Sif was just glad he was in custody and not dangerous to Loki anymore, though the idea that Thanos could do that to someone was new and frightening.

Romanova continued, "Also, there was a report of Winter Soldier in Gdansk, so we suspect he's headed back to Thanos.

"Oh, that's great. Did you tell the people here that he's out of the country?"

"Not yet," Coulson said. "We need confirmation. And it's no bad thing for their security to remain high level right now.

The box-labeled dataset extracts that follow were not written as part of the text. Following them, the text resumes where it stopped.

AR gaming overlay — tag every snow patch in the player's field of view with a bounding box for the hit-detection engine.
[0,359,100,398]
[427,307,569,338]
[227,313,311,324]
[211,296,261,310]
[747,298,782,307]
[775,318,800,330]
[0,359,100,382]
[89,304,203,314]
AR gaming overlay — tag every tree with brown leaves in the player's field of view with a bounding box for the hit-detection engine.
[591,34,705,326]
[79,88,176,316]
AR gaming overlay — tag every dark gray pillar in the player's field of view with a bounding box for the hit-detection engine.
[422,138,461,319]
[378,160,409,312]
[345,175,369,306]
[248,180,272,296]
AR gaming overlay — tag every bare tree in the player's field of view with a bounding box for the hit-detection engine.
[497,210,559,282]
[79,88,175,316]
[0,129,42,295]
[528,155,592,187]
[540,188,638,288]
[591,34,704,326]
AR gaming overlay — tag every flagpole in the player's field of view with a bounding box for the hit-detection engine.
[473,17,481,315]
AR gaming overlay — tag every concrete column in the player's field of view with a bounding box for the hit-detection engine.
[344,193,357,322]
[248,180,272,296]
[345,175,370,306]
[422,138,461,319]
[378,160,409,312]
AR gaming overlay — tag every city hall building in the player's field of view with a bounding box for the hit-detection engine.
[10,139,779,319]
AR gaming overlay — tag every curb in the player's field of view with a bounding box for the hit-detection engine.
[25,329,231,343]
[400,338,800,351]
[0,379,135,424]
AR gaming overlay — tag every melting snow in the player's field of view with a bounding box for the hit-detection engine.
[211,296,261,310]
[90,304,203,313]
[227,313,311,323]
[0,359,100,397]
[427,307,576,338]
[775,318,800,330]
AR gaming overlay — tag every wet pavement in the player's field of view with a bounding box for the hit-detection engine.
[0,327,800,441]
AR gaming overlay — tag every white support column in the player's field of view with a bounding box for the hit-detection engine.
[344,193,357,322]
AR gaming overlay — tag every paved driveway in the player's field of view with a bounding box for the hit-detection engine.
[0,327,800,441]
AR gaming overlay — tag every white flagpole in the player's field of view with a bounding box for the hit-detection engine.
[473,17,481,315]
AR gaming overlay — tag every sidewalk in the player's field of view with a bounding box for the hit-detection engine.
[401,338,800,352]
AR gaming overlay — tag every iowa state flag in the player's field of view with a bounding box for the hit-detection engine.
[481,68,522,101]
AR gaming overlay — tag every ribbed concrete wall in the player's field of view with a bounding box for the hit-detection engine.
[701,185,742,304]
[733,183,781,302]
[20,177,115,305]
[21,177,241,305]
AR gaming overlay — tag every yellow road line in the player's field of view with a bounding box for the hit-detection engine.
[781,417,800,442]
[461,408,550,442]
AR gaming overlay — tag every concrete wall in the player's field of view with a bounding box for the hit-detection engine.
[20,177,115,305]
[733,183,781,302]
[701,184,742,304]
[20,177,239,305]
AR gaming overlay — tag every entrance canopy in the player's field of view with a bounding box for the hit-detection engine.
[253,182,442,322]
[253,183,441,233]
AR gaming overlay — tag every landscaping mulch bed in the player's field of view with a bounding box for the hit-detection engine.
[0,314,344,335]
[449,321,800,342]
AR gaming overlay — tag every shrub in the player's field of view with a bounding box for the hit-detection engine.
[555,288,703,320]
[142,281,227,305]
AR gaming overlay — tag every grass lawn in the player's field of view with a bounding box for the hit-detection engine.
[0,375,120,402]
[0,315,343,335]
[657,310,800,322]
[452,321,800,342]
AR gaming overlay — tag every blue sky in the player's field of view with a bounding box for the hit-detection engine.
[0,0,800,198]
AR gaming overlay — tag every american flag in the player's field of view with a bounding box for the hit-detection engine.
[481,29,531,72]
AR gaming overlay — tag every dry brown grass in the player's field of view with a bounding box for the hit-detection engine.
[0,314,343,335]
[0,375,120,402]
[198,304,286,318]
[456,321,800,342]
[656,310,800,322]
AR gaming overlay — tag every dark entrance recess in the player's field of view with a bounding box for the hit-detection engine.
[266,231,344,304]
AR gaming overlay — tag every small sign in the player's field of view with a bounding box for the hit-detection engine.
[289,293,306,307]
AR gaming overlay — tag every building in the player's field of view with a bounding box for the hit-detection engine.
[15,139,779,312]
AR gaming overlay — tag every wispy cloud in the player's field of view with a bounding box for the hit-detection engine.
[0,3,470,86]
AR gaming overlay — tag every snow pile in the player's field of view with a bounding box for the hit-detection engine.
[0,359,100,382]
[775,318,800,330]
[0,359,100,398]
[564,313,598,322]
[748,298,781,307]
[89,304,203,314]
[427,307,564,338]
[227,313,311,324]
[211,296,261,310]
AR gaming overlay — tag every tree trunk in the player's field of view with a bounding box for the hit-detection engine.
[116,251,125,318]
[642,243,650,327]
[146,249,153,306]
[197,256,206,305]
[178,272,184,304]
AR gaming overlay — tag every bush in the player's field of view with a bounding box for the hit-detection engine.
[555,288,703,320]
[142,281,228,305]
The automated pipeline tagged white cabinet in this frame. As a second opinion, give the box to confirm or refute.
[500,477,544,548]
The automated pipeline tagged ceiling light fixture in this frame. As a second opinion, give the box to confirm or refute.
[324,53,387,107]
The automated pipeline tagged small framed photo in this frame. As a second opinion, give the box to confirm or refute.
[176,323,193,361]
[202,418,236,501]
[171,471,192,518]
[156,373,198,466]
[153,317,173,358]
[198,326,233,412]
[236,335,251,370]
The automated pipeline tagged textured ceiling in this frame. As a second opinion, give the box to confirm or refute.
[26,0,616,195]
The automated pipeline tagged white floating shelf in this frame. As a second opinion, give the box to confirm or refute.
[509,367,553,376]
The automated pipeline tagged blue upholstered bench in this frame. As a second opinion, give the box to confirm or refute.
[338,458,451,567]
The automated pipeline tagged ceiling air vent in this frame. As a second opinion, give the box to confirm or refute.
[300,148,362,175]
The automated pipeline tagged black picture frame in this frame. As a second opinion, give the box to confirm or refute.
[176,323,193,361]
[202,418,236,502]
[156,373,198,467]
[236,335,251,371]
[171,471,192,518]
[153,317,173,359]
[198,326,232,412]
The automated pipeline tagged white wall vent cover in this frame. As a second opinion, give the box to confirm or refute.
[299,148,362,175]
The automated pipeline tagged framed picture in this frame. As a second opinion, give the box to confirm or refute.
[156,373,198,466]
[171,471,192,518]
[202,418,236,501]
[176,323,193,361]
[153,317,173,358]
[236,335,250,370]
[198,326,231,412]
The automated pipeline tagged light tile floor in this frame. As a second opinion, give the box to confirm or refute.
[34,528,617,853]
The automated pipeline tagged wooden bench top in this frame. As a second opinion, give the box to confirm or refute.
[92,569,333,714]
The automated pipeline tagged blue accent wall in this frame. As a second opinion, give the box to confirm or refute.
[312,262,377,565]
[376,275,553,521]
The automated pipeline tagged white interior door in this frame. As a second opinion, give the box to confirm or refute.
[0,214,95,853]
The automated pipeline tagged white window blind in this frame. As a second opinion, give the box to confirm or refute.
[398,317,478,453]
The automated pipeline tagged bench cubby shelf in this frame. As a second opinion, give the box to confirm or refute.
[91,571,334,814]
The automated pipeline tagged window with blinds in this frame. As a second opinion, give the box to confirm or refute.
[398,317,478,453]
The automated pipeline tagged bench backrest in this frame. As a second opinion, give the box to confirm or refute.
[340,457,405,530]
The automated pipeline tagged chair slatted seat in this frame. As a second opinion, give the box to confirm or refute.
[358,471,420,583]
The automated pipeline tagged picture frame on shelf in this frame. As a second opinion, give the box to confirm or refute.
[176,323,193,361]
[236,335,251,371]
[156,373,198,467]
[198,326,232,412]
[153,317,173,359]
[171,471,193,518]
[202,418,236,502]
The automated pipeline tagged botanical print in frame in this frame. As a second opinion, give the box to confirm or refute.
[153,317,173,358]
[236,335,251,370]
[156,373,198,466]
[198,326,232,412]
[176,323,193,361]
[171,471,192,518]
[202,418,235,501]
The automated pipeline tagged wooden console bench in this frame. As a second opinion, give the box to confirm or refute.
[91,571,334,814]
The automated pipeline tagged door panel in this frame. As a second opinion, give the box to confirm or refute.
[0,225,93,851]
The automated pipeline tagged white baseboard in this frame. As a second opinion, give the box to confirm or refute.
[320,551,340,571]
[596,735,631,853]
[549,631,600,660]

Chitauri mercs are still in play, too. We know they got out of the US, but not where they went after that."

Sif thought of Loki in his hospital bed, asleep, and felt ill that she was going to leave him. What if they attacked while she was gone? she knew, logically, that she was not his sole guardian - he had hundreds of people devoted to his protection now - but her heart remembered blood all over the floor and the fear that he was slipping away from her.

"His people will watch over him," Romanova told her and Sif glanced at her, to meet eyes that now seemed kind. "If we get Thanos, he can't pay them, and they won't do it."

Sif nodded, trying to put away the anxiety and remind herself that was why she wanted to go on the mission. "I know."

Coulson looked at his phone. "Time for the briefing. But first, and this is just for you two, you are not bound by the military rules of engagement. If you have the chance to eliminate Thanos, take it. That is a presidential directive."

Both women exchanged a look of perfect understanding and nodded. Thanos was not getting out of Belarus alive.